My student and I walked out, as I said, "Well, she is a strong woman.  Much stronger than me."

My student laughed.

***

I have seen similar responses from Christians in America.  In the face of overwhelmingly probable terminal disease, some people will persist not only in saying that God can heal them, but that he will.  Personally, I don't work that way.  I honestly don't know what God will do, and I've seen a whole lot of cases where the disease takes its terminal course.  And I don't say otherwise.

These words can look like denial.  But I don't think they are.  At least, not always.  I remember years ago, when I was in medical school, and my friend was dying from cancer.  She said over and over again that God was going to heal her.  She never talked about an alternative.  Her cancer advanced more and more.  She was bedridden and intermittently confused.  During a lucid period, someone spoke to her about God healing her, and she said "He has already done it."  She was right.  And she died in peace.

She wasn't in denial.  She was defying death.  It took her life, but there was resurrection waiting, and I don't think that, anywhere along that road, death's sting took hold of her.  And maybe that's the difference between denial and defiance.  The difference between the response of fear and the response of faith.  The litmus test is, when it doesn't go how we hoped, when the disease starts spiraling in every direction, the response of faith can embrace it.  It doesn't recoil in fear and say "but I knew you were going to heal me!  Why did you let me down?"  It recognizes that its trust in God was well-placed from the start, and that it is still well-placed.

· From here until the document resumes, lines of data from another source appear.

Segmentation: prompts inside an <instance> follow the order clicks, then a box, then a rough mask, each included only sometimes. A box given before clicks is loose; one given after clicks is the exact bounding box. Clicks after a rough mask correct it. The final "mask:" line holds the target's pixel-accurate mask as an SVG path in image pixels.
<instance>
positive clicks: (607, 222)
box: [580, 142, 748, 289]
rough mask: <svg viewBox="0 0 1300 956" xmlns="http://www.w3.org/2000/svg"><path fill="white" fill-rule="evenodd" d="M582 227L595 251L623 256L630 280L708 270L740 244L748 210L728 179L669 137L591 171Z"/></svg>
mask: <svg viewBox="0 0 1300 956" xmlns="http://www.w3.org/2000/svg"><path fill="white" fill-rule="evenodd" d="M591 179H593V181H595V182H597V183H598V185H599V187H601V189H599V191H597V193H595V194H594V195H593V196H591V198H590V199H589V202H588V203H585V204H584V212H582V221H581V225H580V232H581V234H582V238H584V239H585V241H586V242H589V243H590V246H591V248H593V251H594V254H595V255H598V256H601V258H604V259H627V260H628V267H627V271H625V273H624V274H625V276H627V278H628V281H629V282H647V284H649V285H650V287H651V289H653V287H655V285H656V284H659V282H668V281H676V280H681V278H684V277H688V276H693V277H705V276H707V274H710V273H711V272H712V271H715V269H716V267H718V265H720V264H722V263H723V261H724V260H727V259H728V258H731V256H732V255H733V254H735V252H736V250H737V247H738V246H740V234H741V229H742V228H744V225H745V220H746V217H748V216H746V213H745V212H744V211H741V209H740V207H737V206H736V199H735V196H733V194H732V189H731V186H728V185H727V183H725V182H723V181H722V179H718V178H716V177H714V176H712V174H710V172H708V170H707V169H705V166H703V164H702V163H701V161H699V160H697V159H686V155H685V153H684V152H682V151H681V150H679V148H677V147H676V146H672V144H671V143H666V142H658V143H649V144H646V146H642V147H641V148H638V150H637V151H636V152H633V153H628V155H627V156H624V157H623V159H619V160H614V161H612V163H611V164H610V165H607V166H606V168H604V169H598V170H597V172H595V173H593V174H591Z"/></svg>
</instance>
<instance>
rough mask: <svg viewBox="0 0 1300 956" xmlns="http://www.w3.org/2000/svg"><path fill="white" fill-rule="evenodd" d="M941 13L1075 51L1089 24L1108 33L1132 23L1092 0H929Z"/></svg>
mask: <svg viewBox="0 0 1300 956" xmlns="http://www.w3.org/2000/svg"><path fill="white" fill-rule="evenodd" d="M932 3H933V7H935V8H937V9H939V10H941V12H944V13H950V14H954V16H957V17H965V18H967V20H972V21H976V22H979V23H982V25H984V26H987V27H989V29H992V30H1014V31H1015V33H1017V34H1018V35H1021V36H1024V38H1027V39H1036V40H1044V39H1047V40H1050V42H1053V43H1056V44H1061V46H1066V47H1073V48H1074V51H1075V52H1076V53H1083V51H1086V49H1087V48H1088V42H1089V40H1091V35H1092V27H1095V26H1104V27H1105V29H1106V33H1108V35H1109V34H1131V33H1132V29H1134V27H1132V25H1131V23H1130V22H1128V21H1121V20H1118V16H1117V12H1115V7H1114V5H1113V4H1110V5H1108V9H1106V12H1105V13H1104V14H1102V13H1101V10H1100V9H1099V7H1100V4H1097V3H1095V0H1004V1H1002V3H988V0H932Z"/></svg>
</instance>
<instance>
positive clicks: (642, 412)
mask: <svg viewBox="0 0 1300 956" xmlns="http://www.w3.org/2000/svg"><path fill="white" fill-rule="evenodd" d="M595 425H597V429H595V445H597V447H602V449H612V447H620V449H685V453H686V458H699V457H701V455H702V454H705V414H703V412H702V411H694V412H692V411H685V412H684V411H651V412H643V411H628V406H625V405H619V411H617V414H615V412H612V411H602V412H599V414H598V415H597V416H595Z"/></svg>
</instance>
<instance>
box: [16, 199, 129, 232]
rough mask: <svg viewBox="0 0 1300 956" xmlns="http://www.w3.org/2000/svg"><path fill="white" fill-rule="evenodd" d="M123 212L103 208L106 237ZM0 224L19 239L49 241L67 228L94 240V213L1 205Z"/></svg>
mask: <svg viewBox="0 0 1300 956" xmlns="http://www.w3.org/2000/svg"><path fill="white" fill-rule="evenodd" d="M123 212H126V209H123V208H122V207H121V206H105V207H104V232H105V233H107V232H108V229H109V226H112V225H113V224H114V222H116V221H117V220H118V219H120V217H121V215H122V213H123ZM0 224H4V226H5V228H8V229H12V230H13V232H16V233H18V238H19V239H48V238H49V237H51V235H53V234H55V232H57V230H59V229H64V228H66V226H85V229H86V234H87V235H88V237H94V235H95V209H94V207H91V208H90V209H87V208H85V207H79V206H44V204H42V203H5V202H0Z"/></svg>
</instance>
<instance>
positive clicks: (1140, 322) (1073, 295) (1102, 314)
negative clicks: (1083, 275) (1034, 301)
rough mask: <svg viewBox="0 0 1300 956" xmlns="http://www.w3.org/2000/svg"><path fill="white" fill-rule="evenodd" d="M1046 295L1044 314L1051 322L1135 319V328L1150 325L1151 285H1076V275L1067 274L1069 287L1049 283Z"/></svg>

I don't know what's going to happen to my patient.  And I don't know for sure whether his wife's words are a response of faith or of fear.  But there is a strength and a peace about her that makes me bet on the former.

4 comments:

Rebekah said...

Praying with you for your patient & his wife & you & your team as you treat him. May God be glorified.

Amaris said...

Thank you, Eric. I'm a friend of John Cropsey's. As my cousin was recently killed in DRC working for peace with the UN, these thoughts on fear and faith are poignant and insightful.

Don Guizzetti said...

I'm praying for you and your patient. The eloquence of this post speaks to us in a most helpful way. We have just medivaced to the US an emaciated 7-month old with numerous heart issues and who is recovering from pneumonia, malaria, and dengue. He is not thriving, but is stable. We hope and pray for what we view is the "best," but our experience and this very poignant post reminds us again that God is gracious AND sovereign. May God bless you and your team as much as you have blessed and continue to bless us.

Sandy said...

These are good posts, Eric. Thank you for giving us a glimpse into your life in Kibuye. A glimpse into what God is doing in Burundians' hearts. And in your heart too.